L’argent, le moteur des marchés
Contradictory Fed
26 mars 2025 par Simon Ward
The Fed’s economic forecasts are inconsistent with the suggestion of a 50 bp cut in rates by year-end, according to a model of its historical behaviour.
The model assesses the probability of the Fed being in tightening or easing mode in a particular month based on currently reported and lagged values of core PCE inflation, the unemployment rate and the ISM manufacturing delivery delays indicator. Despite the small number of inputs, the model does a satisfactory job of “explaining” the Fed’s past actions – see chart 1.
Chart 1
The model predicted that the Fed would hold in March with a slight tightening bias – the probability reading rose to just above the 0.5 neutral level, having previously been in the easing zone.

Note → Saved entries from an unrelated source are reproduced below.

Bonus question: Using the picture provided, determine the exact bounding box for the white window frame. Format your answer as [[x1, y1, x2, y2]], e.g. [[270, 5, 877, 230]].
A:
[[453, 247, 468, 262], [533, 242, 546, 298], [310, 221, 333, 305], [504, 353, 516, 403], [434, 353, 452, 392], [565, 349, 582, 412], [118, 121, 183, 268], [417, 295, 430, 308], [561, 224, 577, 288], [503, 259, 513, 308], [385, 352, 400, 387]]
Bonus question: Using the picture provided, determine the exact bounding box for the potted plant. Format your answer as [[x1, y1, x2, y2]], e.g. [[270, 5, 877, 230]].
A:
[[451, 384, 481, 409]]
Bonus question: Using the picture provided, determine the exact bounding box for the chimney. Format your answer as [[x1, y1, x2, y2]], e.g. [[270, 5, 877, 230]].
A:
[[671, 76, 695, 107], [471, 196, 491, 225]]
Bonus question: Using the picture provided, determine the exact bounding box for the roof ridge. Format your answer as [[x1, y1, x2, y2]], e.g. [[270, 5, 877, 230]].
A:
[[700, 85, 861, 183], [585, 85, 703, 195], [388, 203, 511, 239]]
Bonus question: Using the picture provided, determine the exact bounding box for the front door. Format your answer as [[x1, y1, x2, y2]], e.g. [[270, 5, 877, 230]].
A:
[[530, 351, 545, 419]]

The FOMC median projections for core PCE inflation and the unemployment rate in Q4 2025 were raised to 2.8% and 4.4% respectively this month, from 2.5% and 4.3% in December. Assuming a smooth progression to these values, the model signals a greater chance of tightening than easing over the remainder of the year – chart 2.
Chart 2
The suggestion is that inflation and / or labour markets news will need to surprise significantly to the downside to warrant the 50 bp cut in rates by year-end implied by the median dot.

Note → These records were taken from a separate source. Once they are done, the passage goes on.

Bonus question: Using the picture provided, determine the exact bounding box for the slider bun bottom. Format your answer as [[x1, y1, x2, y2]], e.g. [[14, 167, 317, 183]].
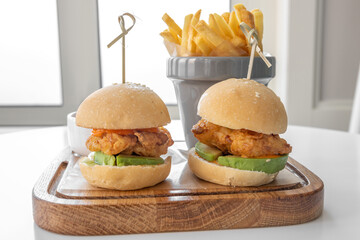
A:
[[79, 156, 171, 190], [188, 148, 278, 187]]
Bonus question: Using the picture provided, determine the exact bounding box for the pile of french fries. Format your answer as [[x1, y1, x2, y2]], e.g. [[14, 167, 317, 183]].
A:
[[160, 4, 263, 57]]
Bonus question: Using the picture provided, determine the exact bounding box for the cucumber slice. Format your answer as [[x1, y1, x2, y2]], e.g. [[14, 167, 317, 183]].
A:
[[94, 151, 116, 166], [195, 142, 223, 161], [116, 155, 164, 166], [217, 155, 288, 174]]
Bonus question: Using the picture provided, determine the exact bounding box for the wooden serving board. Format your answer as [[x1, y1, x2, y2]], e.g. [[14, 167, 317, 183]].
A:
[[33, 143, 324, 236]]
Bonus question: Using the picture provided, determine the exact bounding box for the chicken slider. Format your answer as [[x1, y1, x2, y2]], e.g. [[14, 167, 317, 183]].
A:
[[189, 78, 292, 186], [76, 83, 174, 190]]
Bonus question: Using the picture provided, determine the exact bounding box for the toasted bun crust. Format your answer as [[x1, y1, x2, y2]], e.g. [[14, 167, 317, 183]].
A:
[[198, 78, 287, 134], [188, 148, 277, 186], [79, 156, 171, 190], [76, 83, 170, 129]]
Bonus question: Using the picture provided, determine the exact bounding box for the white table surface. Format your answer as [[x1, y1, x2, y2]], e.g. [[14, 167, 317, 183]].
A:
[[1, 120, 359, 240]]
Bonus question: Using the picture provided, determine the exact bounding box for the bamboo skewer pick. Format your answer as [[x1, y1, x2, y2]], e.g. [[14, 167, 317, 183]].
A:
[[107, 13, 136, 84], [239, 22, 271, 80]]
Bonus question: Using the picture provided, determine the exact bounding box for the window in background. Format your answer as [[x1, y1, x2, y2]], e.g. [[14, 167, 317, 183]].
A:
[[97, 0, 229, 104], [0, 0, 62, 106], [0, 0, 102, 125]]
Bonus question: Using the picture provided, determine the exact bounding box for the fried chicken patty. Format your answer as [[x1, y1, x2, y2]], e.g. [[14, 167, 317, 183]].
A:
[[192, 119, 292, 158], [86, 127, 174, 157]]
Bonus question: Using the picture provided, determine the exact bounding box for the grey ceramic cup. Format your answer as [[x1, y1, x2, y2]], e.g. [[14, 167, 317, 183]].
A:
[[167, 56, 276, 149]]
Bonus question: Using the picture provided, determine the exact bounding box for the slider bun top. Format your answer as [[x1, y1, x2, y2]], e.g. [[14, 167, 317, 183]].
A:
[[76, 83, 171, 129], [197, 78, 287, 134]]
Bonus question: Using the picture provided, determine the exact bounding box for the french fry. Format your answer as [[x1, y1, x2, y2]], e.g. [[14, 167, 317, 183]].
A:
[[162, 13, 182, 37], [194, 20, 223, 46], [160, 30, 180, 44], [194, 35, 214, 56], [194, 20, 239, 56], [228, 11, 248, 53], [230, 37, 248, 50], [188, 10, 202, 54], [209, 14, 225, 38], [230, 39, 249, 56], [229, 11, 241, 37], [169, 28, 181, 44], [161, 3, 263, 57], [214, 41, 241, 57], [234, 3, 255, 55], [243, 10, 255, 29], [233, 3, 245, 22], [181, 14, 193, 55], [252, 9, 263, 51], [213, 13, 247, 52], [195, 45, 202, 55], [213, 13, 234, 39], [234, 4, 255, 29], [221, 12, 230, 23]]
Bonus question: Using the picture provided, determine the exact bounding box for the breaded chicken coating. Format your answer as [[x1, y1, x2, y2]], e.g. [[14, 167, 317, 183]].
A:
[[86, 127, 173, 157], [192, 119, 292, 158]]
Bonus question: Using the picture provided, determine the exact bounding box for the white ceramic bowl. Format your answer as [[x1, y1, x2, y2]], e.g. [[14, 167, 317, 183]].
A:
[[67, 112, 92, 156]]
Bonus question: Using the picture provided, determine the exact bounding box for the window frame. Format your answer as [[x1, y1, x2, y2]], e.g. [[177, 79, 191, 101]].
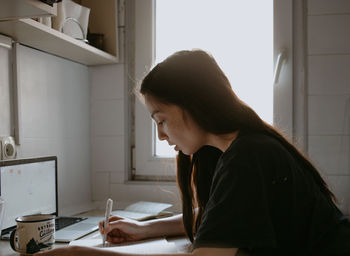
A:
[[131, 0, 295, 180], [133, 0, 176, 180]]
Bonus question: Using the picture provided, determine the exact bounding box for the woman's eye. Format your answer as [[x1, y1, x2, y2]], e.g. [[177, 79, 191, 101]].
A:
[[157, 121, 164, 126]]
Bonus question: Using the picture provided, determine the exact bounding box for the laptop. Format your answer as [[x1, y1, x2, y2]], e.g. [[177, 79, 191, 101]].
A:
[[0, 156, 101, 242]]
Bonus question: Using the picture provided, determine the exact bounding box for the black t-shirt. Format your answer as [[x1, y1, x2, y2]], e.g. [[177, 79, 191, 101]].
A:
[[193, 132, 350, 255]]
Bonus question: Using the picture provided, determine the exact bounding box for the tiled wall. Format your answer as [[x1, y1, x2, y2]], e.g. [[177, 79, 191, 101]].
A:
[[89, 64, 126, 203], [89, 64, 181, 211], [307, 0, 350, 215], [0, 44, 92, 215]]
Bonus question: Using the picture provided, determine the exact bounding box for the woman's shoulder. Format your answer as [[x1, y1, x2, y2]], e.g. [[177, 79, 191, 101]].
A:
[[230, 131, 283, 153], [220, 131, 291, 166]]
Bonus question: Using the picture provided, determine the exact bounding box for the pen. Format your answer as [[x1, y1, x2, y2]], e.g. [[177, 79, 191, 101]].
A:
[[102, 198, 113, 247]]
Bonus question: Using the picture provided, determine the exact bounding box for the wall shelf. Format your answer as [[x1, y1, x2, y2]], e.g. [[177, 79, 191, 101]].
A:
[[0, 0, 57, 21], [0, 18, 118, 66]]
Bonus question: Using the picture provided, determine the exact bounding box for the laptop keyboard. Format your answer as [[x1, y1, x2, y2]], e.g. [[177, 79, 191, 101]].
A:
[[55, 217, 87, 231]]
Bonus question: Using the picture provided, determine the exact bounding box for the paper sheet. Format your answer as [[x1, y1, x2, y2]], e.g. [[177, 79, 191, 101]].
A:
[[69, 238, 180, 254], [123, 202, 172, 214], [111, 201, 173, 221]]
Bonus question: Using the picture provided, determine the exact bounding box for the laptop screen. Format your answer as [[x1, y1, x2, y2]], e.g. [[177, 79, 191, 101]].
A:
[[0, 156, 57, 233]]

Chart 3 shows the model prediction in an alternative scenario in which the unemployment rate and core inflation move to 4.7% and 2.5% in Q4. The probability reading remains above 0.5 into the summer but falls back into the easing zone at end-Q3.
Chart 3
The Fed’s projection of a 4.4% unemployment rate in Q4 implies only a 0.17 pp rise relative to a recent (November) high. An indicator of labour market weakness from the Conference Board consumer survey rose further in March and is almost back to its January 2021 level, when the jobless rate excluding temporarily laid-off workers was more than 1 pp higher than now – chart 4.